Ángela Irañeta, MIOPE
Calcula la distancia. Coge aire, se echa al suelo, comienza la carrera. Tiene domadas las deportivas y le lleva la delantera a su perseguidor. Nota cómo se le encienden las mejillas y las orejas, el aire que se cuela por el cuello de la camiseta y los vítores de sus amigos. Salta y se sube al banco. “¡CASA!”. Lo grita a pulmón y el eco de alivio resuena por toda la placeta. El que se la para resopla y sigue buscando a quién pillar. “Oye, que no se vale estar todo el rato en casa”, se queja.
Por una vez sí que vale. La calle es para quienes tienen un salvoconducto peludo o un trayecto corto por delante. En casa he probado la vista desde todas las ventanas y he descubierto que no tengo un vecindario. Tengo tres. En una de mis vistas hay un olivo y paz, aunque un par de chavales bailaron algo de hip hop la otra tarde en un acto de rebeldía efímera e idiota. En otra solo hay mininos y ladrillos. Los gatos juegan con el sol, cruzan la carretera contoneándose, miran hacia arriba a las ocho de la tarde sin entender qué ocurre. Desde el balcón, la vista se amplía. Está el jardín en flor preparado para una primavera solitaria y, al lado, un terreno siempre seco, contrapunto de los colores. Enfrente, una ristra de vecinos que aplauden y tienden. Sobre todo tienden. A la derecha, los entusiastas. Ventanas abiertas y todo tipo de celebraciones para llevar mejor el confinamiento. Unas niñas han colgado una pancarta, Isabel “La Navarra” se arranca a cantar jotas, alguien pone La Salve. “Por mucho lejos que esté, Tafalla de mis amores”. Lejos creo que es el cuarto piso. La distancia es relativa entre ladrillos.

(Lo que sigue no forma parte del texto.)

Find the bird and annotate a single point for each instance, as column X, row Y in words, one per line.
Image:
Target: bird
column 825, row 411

Encerrarse se traduce en silencio en las calles, demasiada quietud incluso para un pueblito. El confinamiento suena a pausa, por eso lo rompemos con música, que nos devuelve todas las historias que no podremos vivir en un tiempo. Las canciones son refugio para las memorias, las emociones, lo que es difícil decir de otra manera. Apoyada en el marco, me acuerdo a medias de una tonadilla extremeña y llamo a mi abuela, que vive a tres calles, para que me la cante. “Quítate de esa ventana, cara de sardina frita, que cada vez que te veo, se me revuelven las tripas“. Hablamos de que ahora todos somos un poco sardinas y de que echa de menos pasear con sus amigos. Cada día hace un dibujo del virus como crónica de la cuarentena. La serie cuenta con un autorretrato (peinada y con bolso) huyendo del bicho. Colgamos.

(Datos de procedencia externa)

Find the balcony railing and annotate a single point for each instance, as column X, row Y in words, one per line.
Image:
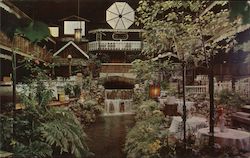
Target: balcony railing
column 115, row 45
column 116, row 68
column 24, row 47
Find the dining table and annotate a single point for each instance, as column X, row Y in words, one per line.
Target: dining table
column 229, row 137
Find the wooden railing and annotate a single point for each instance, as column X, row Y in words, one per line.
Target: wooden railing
column 24, row 47
column 115, row 45
column 196, row 89
column 116, row 68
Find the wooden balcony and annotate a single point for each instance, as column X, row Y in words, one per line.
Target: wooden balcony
column 116, row 69
column 25, row 48
column 115, row 45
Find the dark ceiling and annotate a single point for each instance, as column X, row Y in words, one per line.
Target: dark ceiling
column 50, row 11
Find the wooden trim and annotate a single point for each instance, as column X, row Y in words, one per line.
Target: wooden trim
column 4, row 56
column 66, row 45
column 116, row 30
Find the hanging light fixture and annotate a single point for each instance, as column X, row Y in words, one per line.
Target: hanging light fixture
column 154, row 90
column 78, row 31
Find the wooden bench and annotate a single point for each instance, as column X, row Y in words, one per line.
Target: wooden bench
column 241, row 119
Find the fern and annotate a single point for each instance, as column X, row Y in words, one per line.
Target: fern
column 34, row 149
column 65, row 132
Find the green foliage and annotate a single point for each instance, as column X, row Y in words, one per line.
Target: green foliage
column 68, row 89
column 146, row 109
column 38, row 130
column 230, row 98
column 34, row 149
column 77, row 90
column 149, row 137
column 64, row 131
column 240, row 9
column 179, row 27
column 36, row 31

¿Es esto ya un hito? La Guerra Civil de mi generación. Pero en cómoda y sin señor con bigotillo. Y con wifi. Y con un enemigo que debería unir fuerzas en lugar de ser otra baza para sacar rédito político de una situación delicada. Vaya, nada que ver, pero algo habrá que decirle a los nietos. Sí. Esto lo contaremos. Lo del toro que saltó a las gradas, lo del río que se tragó medio pueblo y lo del virus. Es el segundo Auzolan que se vive en Tafalla en menos de un año, solo que en este la ayuda se logra a la inversa: sin salir.
Se presiente el miedo como un transeúnte que recorre cada avenida. Pánico a la enfermedad, a los obituarios, al hundimiento de la economía, a que el panorama político se incline hacia los populismos. Antes de que el temor se instale como vecino suenan las palmas y lo espantan hasta el día siguiente. No sé cuánto tiempo se quedará, ni cómo seremos cuando se vaya.

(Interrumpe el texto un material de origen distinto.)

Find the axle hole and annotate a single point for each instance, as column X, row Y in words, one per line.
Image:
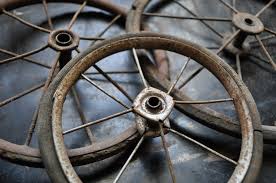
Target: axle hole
column 248, row 21
column 154, row 102
column 63, row 39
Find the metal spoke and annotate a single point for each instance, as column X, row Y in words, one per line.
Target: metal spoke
column 129, row 159
column 204, row 147
column 139, row 68
column 270, row 31
column 218, row 19
column 98, row 121
column 102, row 90
column 25, row 59
column 11, row 99
column 192, row 13
column 265, row 7
column 227, row 42
column 98, row 37
column 113, row 72
column 82, row 116
column 24, row 55
column 178, row 76
column 229, row 6
column 74, row 18
column 35, row 115
column 194, row 74
column 167, row 154
column 266, row 52
column 258, row 57
column 91, row 38
column 238, row 64
column 113, row 82
column 45, row 7
column 233, row 13
column 263, row 38
column 203, row 101
column 25, row 22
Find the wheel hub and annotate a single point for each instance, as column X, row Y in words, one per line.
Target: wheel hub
column 153, row 104
column 63, row 40
column 248, row 23
column 152, row 107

Mientras, espero y sigo la luz cambiando de cuarto con ella, como un girasol independizado. Algunas de mis amigas quieren hacer planes para cuando salgamos. Yo me apuntaría hasta a un concierto de Camela, fíjate. Y llegaría puntual y todo. Pero hay que esperar a que nos manden a tomar viento.
Esta contienda que nadie ha visto venir dicen que es perfecta para reflexionar. Lo afirman todos: expertos, filósofos, políticos, cuñaos. ¿Servirá? No para pensar en cada ombligo, sino en los agujeros del Estado del Bienestar. En el sistema de autónomos. En los recursos destinados a educación y sanidad. En la privatización de servicios ligada a la merma de garantías públicas. En el otro coronavirus (la cepa Borbón, sin vacuna conocida). En el hecho de que la sostenibilidad medioambiental llega al parar el mundo. En el comercio local que, si se detiene, mata un barrio, un pueblo, una ciudad. En cómo asumimos que la vida fluye sola. En que me estoy poniendo intensa y mira que quería terminar bien arriba.
Para cuando baje a la calle sin prisa tengo un plan condensado en verso. Lo escribió César Vallejo. Voy a “guardar un día para cuando no haya, una noche también, para cuando haya”.